Researchers in California and Switzerland have discovered that melanomas that develop resistance to the anti-cancer drug vemurafenib (marketed as Zelboraf), also develop addiction to the drug, an observation that may have important implications for the lives of patients with late-stage disease.
The team, based at the University of California, San Francisco (UCSF), the Novartis Institutes for Biomedical Research (NIBR) in Emeryville, Calif., and University Hospital Zurich, found that one mechanism by which melanoma cells become resistant to vemurafenib also renders them "addicted" to the drug. As a result, the melanoma cells nefariously use vemurafenib to spur the growth of rapidly progressing, deadly and drug-resistant tumors.
As described this week in the journal Nature, the team built upon this basic discovery and showed that adjusting the dosing of the drug and introducing an on-again, off-again treatment schedule prolonged the life of mice with melanoma.
"Remarkably, intermittent dosing with vemurafenib prolonged the lives of mice with drug-resistant melanoma tumors," said co-lead researcher Martin McMahon, PhD, the Efim Guzik Distinguished Professor of Cancer Biology in the UCSF Helen Diller Family Comprehensive Cancer Center.
It is therefore possible that a similar approach may extend the effectiveness of the drug for people - an idea that awaits testing in clinical trials.
Investigated through a public-private partnership, the research was spearheaded by the study's first author Meghna Das Thakur, PhD, a Novartis Presidential Postdoctoral Fellow, who was co-mentored by McMahon at UCSF and Darrin Stuart, PhD at NIBR.

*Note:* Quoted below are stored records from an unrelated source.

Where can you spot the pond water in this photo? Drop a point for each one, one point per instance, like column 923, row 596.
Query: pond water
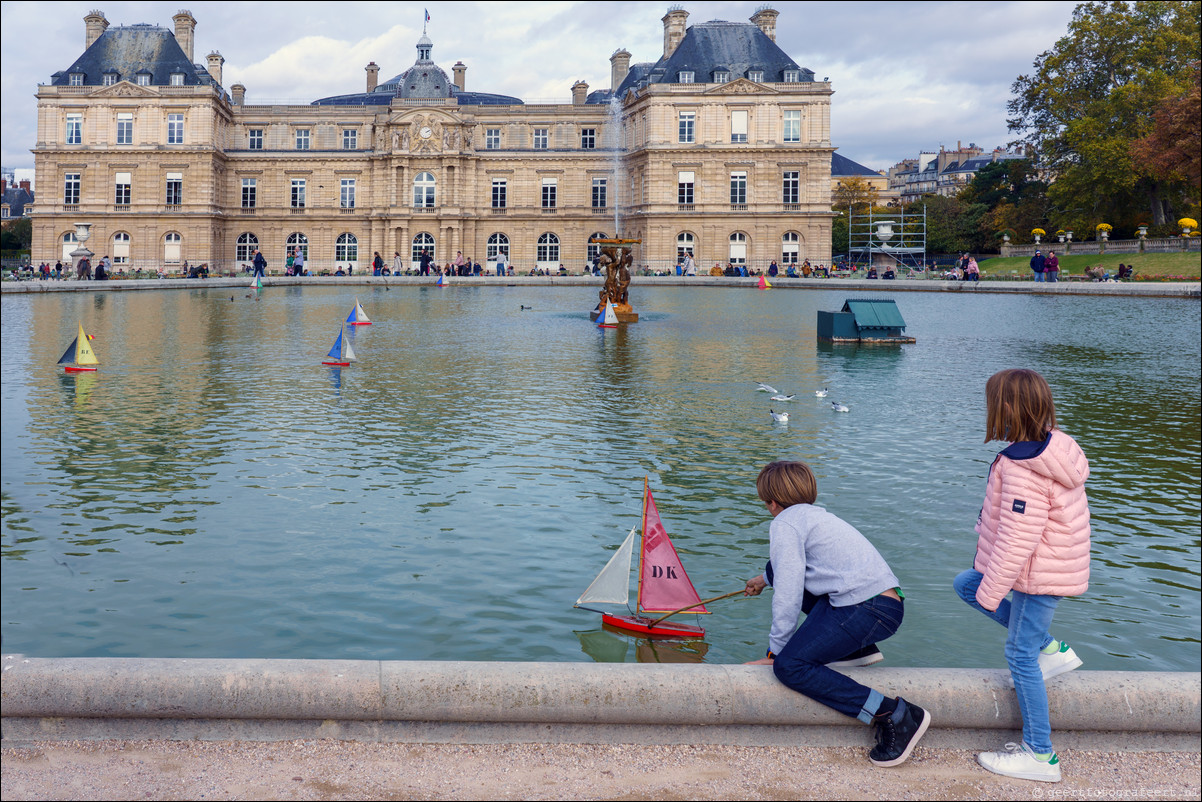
column 213, row 491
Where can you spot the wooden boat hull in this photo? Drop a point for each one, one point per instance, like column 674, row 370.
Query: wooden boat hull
column 641, row 625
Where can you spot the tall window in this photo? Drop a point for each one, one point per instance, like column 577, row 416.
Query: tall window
column 738, row 126
column 75, row 129
column 123, row 188
column 685, row 126
column 174, row 129
column 71, row 189
column 739, row 186
column 120, row 248
column 738, row 249
column 346, row 249
column 174, row 189
column 548, row 249
column 423, row 191
column 790, row 248
column 498, row 249
column 791, row 186
column 793, row 125
column 125, row 129
column 600, row 190
column 245, row 247
column 422, row 242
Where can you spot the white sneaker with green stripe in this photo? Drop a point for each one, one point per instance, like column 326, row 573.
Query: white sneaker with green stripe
column 1018, row 761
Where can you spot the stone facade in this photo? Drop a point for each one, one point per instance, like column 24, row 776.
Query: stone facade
column 173, row 168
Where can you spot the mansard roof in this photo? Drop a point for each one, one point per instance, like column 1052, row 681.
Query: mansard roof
column 130, row 49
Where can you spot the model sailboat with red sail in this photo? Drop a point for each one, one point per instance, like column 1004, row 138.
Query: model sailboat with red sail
column 664, row 586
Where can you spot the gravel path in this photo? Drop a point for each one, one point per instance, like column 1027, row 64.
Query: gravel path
column 338, row 770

McMahon is supported by the Melanoma Research Alliance, the National Cancer Institute and the UCSF Helen Diller Family Comprehensive Cancer Center, which is one of the country's leading research and clinical care centers, and is the only comprehensive cancer center in the San Francisco Bay Area.
Melanoma: A Deadly Form of Skin Cancer
Melanoma is the most aggressive type of skin cancer, and in 2012 alone, an estimated 76,250 people in the United States were newly diagnosed with it. Some 9,180 people died last year from the disease, according to the National Cancer Institute.
As with all forms of cancer, melanoma starts with normal cells in the body that accumulate mutations and undergo transformations that cause them to grow aberrantly and metastasize. One of the most common mutations in melanoma occurs in a gene called BRAF, and more than half of all people with melanoma express mutated BRAF.
In 2011, the U.S. Food and Drug Administration (FDA) approved the drug vemurafenib for patients who have late-stage melanoma with mutations in BRAF after clinical trials showed a significant increase in survival for such patients when taking the drug. The drug's benefits do not last forever, though, and while their tumors may initially shrink, most people on vemurafenib suffer cancer recurrence in the long run with a lethal, drug-resistant form of melanoma.